Quilter Private Client Advisers

As one tax year comes to an end, Quilter is urging consumers not to neglect the start of the new one as the benefit of investing regularly clearly present itself.

Quilter has analysed the data and found were someone to invest the maximum contribution into the average performing IA Global fund, they would be more than £11,500 better off over the decade if they had invested on a monthly basis compared to leaving it until the last day of the tax year.

Even for a more cautious investor, putting their money into an IA Mixed Investment 40-85 per cent Shares fund, this figure still reaches a healthy £4,801 over the decade. The lowest risk investors (0-35 per cent Shares) would be better off to the tune of £2,014 compared to investing a lump sum late on in the tax year.

There is always a strong emphasis on the end of the tax year and for good reason. ISA allowances operate on a ‘use it or lose It’ basis, and we want to make sure everyone is maximising the amount they save and invest tax free.

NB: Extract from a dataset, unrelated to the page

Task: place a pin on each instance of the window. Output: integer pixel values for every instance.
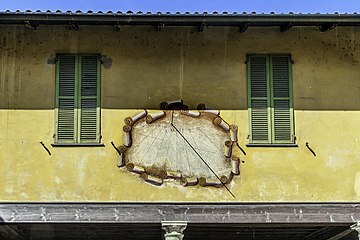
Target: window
(270, 99)
(77, 99)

However, the buzz around the end of the tax year can often mean people neglect the beginning of the new one and the benefits of utilising the whole 12 months you have to use your allowance. The data shows that if you got your finances in shape to invest on a regular basis, you might be better off than if you wait until the last minute.

ISA allowances are incredibly generous now, so even if you can only put in a small amount every month it is far better to do it now and build your savings over the year than to wait until the end. Furthermore, this approach will allow investors to benefit from pound cost averaging, allowing investors to drip feed money into the market and protect against any volatility that may be present. It can also help prevent any negative behavioural tendencies, such as trying to time the market, exit when the going gets tough or be put off investing altogether.

Despite the ups and downs of the stock market, ‘time in the market’ remains one of the most important factors for the growth of a portfolio. This year will undoubtedly be harder for some as the cost of living rises, but people need to make sure they continue to invest for the long-term to give them the best opportunity to beat the rate of inflation. Starting as early as possible and investing regularly will help provide an extra boost in this challenge.